British finance minister outlines big new welfare cuts

British Chancellor of the Exchequer George Osborne addresses the Conservative Conference at Birmingham’s International Convention Center, Birmingham, England Monday Oct. 8, 2012. (AP Photo/David Jones/PA Wire) UNITED KINGDOM OUT

BIRMINGHAM, United Kingdom—British finance minister George Osborne said on Monday that the government will slash the welfare bill by £10 billion as it seeks to tame a massive deficit.

Chancellor of the Exchequer Osborne told his Conservative party that the world’s seventh-largest economy was “healing” but that Britain needed to stick to the course of tough austerity measures.

He indicated that young unemployed people were likely to see reduced housing benefit and that there could be a limit to the number of children covered by benefits for jobless people.

Osborne also ruled out a so-called “mansion tax” on big houses, a move that is likely to anger the Liberal Democrats, the junior partners in the coalition government who favor squeezing the rich.

“The great bulk of savings must come from cutting government spending, not raising taxes,” Osborne said to applause from delegates at the party conference in the central English city of Birmingham.

“We have to find greater savings in the welfare bill, £10 billion ($16.1 billion, 12.4 billion euros) of welfare savings by the first full year of the next parliament” in 2016/17,” he said.

The reductions are in addition to the £18 billion in welfare cuts that are already planned by 2015 by Conservative Prime Minister David Cameron’s coalition, which came to power in 2010.

Osborne’s announcement will please his center-right party but risks cementing a reputation that the left-leaning Independent newspaper summed up in its headline: “Welcome to the Nasty Party conference.”

Angry protests erupted in late 2010 in Britain over plans to raise university tuition fees, cut benefits and slash costs in the public sector.

The chancellor, however, defended the coalition’s record in a combative speech, saying its austerity measures had inspired other governments as they battle big deficits.

“We took the risk few political parties anywhere in the world are prepared to take before an election,” he said.

“The economy is healing. That healing is taking longer than we hoped, because the damage was greater than we feared. But let the message from this conference be clear: we will finish the job we have started,” he said.

Osborne said it was unfair that those on benefits should earn more than those who have jobs.

“How can we justify that people in work have to weigh up the costs of having another child when those out of work don’t?” Osborne added.

“How can we justify giving flats to young people who have never worked, when working people twice their age are still living with their parents because they can’t afford their first home?”

The Liberal Democrats are opposed to further welfare cuts unless new wealth taxes are also introduced but Osborne rejected their proposals for a tax on high-value homes.

“It’s not a Mansion Tax, it’s a Homes Tax and this party of home ownership will have no truck with it,” he said.
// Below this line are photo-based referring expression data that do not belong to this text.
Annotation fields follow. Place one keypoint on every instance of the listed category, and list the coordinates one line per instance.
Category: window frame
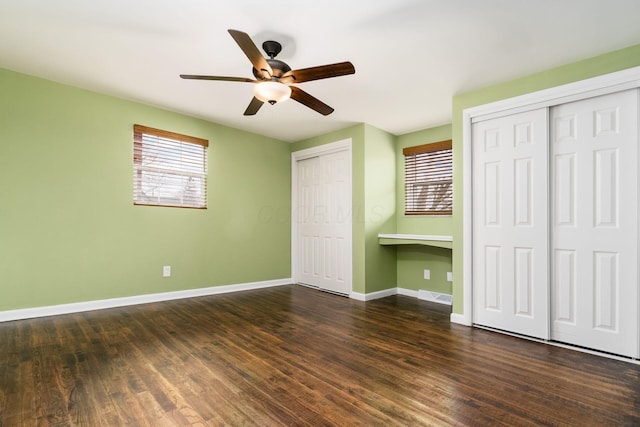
(174, 141)
(424, 157)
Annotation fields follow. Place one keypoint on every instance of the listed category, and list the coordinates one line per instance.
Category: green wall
(412, 260)
(380, 208)
(69, 231)
(607, 63)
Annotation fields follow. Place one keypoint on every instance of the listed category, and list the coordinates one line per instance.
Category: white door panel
(510, 223)
(594, 214)
(324, 217)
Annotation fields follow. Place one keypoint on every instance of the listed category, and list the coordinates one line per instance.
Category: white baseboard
(373, 295)
(53, 310)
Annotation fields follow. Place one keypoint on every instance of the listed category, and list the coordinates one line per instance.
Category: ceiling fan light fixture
(271, 92)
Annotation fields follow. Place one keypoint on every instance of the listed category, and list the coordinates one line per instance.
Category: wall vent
(434, 297)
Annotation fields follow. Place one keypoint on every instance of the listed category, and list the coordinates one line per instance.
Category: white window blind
(428, 172)
(169, 169)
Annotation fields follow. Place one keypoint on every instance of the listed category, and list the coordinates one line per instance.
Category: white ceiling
(411, 56)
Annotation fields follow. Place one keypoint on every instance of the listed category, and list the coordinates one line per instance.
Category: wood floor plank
(295, 356)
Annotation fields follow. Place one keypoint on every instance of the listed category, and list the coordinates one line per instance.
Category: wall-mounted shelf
(416, 239)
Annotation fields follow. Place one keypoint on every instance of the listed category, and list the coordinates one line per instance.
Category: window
(428, 173)
(169, 169)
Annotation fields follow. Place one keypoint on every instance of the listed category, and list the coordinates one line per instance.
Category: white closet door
(510, 226)
(309, 232)
(595, 223)
(324, 218)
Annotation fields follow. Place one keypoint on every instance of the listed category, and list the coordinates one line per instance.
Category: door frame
(588, 88)
(296, 156)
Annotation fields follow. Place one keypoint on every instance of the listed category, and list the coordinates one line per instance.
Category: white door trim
(608, 83)
(296, 156)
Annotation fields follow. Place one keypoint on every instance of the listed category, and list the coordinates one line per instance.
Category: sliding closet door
(595, 223)
(510, 226)
(324, 218)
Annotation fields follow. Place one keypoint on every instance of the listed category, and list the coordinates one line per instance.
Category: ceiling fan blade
(226, 79)
(320, 72)
(253, 107)
(249, 48)
(310, 101)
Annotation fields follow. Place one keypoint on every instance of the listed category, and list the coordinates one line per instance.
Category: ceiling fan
(274, 78)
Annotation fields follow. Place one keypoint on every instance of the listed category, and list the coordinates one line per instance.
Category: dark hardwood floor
(295, 356)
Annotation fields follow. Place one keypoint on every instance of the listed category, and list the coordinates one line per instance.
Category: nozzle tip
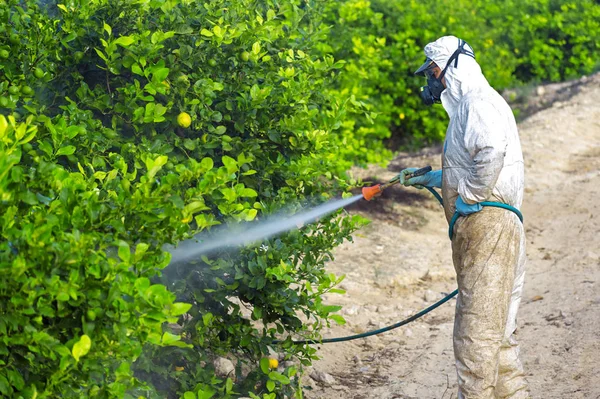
(370, 192)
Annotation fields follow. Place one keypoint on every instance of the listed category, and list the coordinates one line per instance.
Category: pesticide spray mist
(239, 235)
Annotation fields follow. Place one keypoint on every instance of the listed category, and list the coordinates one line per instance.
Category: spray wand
(374, 191)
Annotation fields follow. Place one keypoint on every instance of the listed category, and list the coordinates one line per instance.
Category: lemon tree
(101, 167)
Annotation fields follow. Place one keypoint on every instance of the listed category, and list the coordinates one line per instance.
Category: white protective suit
(482, 161)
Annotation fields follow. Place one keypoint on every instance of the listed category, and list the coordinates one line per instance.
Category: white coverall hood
(482, 161)
(460, 80)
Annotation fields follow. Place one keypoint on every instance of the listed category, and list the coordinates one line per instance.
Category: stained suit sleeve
(485, 140)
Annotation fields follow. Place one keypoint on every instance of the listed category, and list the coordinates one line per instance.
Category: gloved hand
(429, 179)
(465, 209)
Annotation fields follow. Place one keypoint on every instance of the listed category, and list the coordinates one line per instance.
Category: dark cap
(426, 65)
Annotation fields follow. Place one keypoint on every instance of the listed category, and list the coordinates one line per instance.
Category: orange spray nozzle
(370, 192)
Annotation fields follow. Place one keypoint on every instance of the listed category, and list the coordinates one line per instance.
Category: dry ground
(401, 262)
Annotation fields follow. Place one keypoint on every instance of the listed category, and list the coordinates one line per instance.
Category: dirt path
(402, 262)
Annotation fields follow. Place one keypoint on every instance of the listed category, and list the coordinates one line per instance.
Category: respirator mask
(432, 93)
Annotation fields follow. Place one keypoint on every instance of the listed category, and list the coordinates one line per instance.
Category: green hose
(381, 330)
(424, 311)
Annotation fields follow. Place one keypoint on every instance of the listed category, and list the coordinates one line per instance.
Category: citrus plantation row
(127, 125)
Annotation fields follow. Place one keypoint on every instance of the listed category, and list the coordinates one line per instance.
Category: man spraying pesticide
(482, 179)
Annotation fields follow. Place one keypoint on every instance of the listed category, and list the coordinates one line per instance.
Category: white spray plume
(240, 235)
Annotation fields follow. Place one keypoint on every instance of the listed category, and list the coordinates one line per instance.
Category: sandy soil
(401, 262)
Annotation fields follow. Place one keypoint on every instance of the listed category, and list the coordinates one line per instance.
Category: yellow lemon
(273, 363)
(184, 119)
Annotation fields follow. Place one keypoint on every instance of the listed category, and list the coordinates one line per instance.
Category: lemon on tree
(26, 90)
(273, 363)
(184, 120)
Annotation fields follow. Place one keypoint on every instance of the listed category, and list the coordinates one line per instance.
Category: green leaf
(124, 251)
(140, 249)
(206, 393)
(207, 164)
(274, 375)
(270, 385)
(169, 339)
(124, 41)
(82, 347)
(160, 74)
(248, 192)
(5, 388)
(155, 165)
(230, 164)
(67, 150)
(264, 365)
(338, 319)
(179, 308)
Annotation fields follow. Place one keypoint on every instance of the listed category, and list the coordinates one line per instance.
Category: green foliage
(96, 176)
(381, 42)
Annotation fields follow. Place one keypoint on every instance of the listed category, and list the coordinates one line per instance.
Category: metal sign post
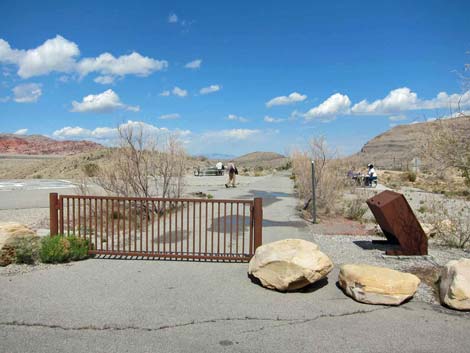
(314, 202)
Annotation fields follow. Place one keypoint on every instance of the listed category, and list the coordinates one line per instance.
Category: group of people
(232, 172)
(369, 179)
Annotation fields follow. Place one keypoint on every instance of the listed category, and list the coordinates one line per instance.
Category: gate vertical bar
(53, 214)
(258, 222)
(61, 217)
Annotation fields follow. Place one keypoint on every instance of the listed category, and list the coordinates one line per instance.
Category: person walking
(232, 172)
(371, 175)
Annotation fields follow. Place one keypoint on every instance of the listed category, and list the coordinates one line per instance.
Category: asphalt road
(32, 193)
(108, 305)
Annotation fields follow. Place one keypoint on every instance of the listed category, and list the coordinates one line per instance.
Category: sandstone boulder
(9, 232)
(377, 285)
(455, 284)
(290, 264)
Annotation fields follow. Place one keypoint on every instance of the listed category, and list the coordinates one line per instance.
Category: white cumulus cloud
(397, 117)
(209, 89)
(171, 116)
(21, 132)
(56, 54)
(285, 100)
(270, 119)
(104, 80)
(61, 55)
(105, 102)
(336, 104)
(172, 18)
(400, 99)
(27, 93)
(195, 64)
(179, 92)
(109, 135)
(132, 64)
(234, 117)
(404, 99)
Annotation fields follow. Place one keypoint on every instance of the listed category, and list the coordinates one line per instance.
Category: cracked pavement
(114, 305)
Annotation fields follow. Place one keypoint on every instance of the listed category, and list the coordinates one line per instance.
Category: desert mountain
(397, 147)
(42, 145)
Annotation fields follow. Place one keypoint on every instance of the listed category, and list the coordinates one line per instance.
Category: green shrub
(54, 249)
(26, 250)
(355, 209)
(411, 176)
(90, 169)
(78, 248)
(63, 249)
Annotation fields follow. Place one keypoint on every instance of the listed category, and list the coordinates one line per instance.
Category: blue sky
(231, 77)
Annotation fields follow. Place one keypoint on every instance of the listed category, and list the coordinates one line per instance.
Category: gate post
(53, 214)
(258, 222)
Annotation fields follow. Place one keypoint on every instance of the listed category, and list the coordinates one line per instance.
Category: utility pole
(314, 202)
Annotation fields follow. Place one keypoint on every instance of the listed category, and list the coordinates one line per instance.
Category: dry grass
(450, 183)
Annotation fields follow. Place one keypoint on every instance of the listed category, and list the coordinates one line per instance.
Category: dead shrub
(329, 175)
(450, 226)
(144, 165)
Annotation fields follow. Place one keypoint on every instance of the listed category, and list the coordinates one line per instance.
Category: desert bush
(355, 209)
(144, 165)
(78, 248)
(411, 176)
(329, 174)
(451, 225)
(446, 146)
(59, 249)
(90, 169)
(54, 249)
(26, 250)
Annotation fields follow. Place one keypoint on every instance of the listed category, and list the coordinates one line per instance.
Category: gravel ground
(341, 248)
(344, 249)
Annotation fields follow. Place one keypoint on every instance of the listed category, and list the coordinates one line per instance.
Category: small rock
(289, 264)
(377, 285)
(43, 232)
(9, 232)
(454, 287)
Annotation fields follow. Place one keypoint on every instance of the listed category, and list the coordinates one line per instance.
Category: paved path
(168, 306)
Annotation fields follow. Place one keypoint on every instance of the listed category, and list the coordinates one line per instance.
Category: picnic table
(209, 171)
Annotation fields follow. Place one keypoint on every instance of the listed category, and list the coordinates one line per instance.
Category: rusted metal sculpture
(399, 224)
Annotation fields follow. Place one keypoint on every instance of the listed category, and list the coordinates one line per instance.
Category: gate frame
(56, 211)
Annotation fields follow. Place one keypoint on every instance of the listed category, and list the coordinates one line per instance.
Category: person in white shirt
(371, 174)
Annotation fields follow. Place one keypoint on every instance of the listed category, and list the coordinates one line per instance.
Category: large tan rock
(455, 284)
(289, 264)
(377, 285)
(9, 232)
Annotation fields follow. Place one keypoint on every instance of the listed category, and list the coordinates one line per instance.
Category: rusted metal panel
(162, 227)
(399, 224)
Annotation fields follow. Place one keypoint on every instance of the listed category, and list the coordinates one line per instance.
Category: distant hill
(396, 148)
(261, 160)
(42, 145)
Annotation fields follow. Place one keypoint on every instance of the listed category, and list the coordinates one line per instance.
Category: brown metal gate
(199, 229)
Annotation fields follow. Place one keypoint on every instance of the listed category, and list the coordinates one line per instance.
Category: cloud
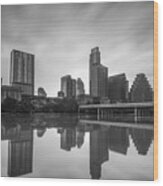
(61, 37)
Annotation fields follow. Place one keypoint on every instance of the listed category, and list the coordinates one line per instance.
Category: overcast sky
(62, 35)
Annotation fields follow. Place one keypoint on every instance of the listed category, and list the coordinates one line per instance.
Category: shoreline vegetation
(11, 105)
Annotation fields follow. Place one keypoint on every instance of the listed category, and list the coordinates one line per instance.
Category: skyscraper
(141, 90)
(98, 75)
(79, 87)
(66, 86)
(118, 88)
(22, 71)
(73, 88)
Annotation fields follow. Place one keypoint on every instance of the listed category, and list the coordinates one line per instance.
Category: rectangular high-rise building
(79, 87)
(118, 88)
(66, 86)
(98, 75)
(22, 71)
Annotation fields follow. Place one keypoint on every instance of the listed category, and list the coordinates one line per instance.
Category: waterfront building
(22, 71)
(10, 92)
(79, 87)
(118, 88)
(66, 86)
(141, 90)
(60, 94)
(97, 74)
(41, 92)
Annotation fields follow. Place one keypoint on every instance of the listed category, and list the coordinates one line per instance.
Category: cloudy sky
(62, 35)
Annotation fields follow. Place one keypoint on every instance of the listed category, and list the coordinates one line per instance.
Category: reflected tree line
(103, 139)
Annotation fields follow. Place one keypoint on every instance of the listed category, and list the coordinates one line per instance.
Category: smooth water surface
(63, 146)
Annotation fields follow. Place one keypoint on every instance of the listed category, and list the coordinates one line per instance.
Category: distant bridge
(126, 112)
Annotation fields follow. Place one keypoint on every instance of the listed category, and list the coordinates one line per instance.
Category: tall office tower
(98, 75)
(141, 90)
(118, 88)
(22, 71)
(73, 88)
(66, 86)
(79, 87)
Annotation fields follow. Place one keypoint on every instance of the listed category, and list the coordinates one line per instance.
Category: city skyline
(62, 44)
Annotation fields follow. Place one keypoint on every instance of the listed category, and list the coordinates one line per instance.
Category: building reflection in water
(20, 149)
(98, 150)
(68, 138)
(142, 139)
(114, 138)
(118, 139)
(102, 140)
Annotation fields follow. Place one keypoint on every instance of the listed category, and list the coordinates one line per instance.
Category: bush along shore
(30, 106)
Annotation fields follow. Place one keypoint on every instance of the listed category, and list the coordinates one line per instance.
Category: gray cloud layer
(62, 35)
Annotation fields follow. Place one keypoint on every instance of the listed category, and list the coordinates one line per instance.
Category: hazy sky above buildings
(62, 35)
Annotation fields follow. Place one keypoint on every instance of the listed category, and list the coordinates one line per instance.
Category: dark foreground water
(62, 146)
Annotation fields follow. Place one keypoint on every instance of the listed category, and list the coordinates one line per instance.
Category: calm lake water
(63, 146)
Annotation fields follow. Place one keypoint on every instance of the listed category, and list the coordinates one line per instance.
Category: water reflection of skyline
(102, 140)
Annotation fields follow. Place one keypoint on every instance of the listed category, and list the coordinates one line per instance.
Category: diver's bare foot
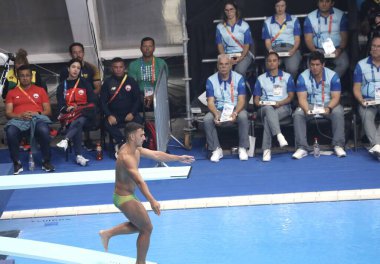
(105, 238)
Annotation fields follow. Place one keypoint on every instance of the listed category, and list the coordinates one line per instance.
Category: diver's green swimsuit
(118, 200)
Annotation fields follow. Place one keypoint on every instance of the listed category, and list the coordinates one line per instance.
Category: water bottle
(31, 161)
(99, 152)
(317, 150)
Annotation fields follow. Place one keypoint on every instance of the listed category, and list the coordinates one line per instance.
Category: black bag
(150, 135)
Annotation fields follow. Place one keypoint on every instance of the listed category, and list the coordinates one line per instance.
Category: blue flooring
(229, 177)
(328, 233)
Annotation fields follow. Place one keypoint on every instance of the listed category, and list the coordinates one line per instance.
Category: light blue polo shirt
(266, 83)
(319, 26)
(221, 90)
(240, 31)
(306, 82)
(271, 27)
(368, 75)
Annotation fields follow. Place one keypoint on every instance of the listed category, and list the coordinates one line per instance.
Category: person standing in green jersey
(145, 70)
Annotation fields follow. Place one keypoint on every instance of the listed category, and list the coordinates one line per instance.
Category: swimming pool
(329, 232)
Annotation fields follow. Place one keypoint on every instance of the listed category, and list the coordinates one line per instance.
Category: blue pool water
(333, 232)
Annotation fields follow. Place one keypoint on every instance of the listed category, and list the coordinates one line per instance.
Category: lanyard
(330, 25)
(319, 26)
(118, 89)
(283, 27)
(144, 71)
(72, 93)
(231, 90)
(373, 73)
(232, 36)
(312, 80)
(28, 96)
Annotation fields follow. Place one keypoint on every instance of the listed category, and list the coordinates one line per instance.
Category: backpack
(150, 135)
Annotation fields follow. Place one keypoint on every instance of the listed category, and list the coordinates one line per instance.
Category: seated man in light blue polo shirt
(274, 91)
(326, 28)
(318, 91)
(226, 95)
(367, 92)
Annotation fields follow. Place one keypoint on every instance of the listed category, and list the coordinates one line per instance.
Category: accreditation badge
(377, 91)
(148, 91)
(277, 90)
(328, 46)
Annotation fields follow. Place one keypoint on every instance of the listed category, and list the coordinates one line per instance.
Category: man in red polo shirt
(27, 107)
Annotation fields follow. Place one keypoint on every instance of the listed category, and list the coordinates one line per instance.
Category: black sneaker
(47, 166)
(89, 146)
(17, 168)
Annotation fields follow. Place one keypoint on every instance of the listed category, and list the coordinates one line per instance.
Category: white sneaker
(375, 148)
(63, 144)
(82, 160)
(339, 151)
(299, 154)
(281, 139)
(267, 155)
(216, 155)
(116, 150)
(243, 155)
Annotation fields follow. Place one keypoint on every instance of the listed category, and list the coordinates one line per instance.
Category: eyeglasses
(229, 10)
(24, 76)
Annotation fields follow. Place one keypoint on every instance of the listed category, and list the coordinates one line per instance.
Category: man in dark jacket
(120, 101)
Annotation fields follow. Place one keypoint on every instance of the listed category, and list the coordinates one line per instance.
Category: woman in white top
(233, 37)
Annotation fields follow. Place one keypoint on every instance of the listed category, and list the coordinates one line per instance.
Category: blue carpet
(229, 177)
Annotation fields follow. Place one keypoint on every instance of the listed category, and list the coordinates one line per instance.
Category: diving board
(59, 253)
(28, 181)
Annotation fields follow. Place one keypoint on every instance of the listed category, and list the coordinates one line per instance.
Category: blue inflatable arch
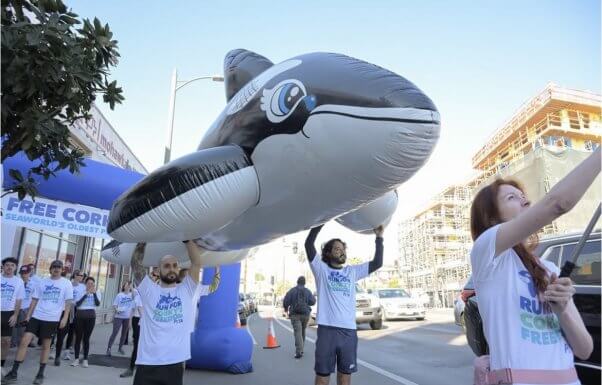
(216, 343)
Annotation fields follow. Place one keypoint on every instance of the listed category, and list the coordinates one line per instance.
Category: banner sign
(46, 214)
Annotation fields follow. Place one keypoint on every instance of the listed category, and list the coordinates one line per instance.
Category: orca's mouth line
(382, 119)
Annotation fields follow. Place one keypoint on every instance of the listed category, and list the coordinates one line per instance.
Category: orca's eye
(281, 101)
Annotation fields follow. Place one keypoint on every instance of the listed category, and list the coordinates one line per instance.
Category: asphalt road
(430, 352)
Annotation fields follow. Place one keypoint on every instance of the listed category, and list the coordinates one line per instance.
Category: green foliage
(51, 75)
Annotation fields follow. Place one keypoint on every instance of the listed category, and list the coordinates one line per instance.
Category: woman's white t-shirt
(52, 295)
(166, 324)
(12, 290)
(88, 303)
(125, 304)
(522, 332)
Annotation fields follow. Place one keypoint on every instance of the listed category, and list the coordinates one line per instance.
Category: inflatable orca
(316, 137)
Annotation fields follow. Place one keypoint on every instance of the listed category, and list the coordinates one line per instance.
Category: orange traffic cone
(271, 342)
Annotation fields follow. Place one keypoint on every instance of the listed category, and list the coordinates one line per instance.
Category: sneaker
(10, 378)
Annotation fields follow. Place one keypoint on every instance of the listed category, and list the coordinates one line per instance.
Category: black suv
(586, 279)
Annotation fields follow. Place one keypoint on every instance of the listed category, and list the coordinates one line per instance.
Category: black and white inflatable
(317, 137)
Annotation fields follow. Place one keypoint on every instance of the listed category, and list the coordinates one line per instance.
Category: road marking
(365, 364)
(248, 327)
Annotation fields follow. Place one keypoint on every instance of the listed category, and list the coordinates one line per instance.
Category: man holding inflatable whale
(164, 344)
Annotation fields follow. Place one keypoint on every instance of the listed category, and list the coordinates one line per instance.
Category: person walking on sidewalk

The coalition promised to cut Britain’s record deficit when it was elected in May 2010 but it has struggled with a double-dip recession.

A mixture of economic worries and a series of government failures dubbed the “Omnishambles” by political commentators in Britain has seen the Conservatives’ poll ratings plummet.

A YouGov poll in the Sunday Times put the Conservatives on 31 percent, the Labor opposition on 45 percent, with the Liberal Democrats on eight percent and other parties on 15 percent combined.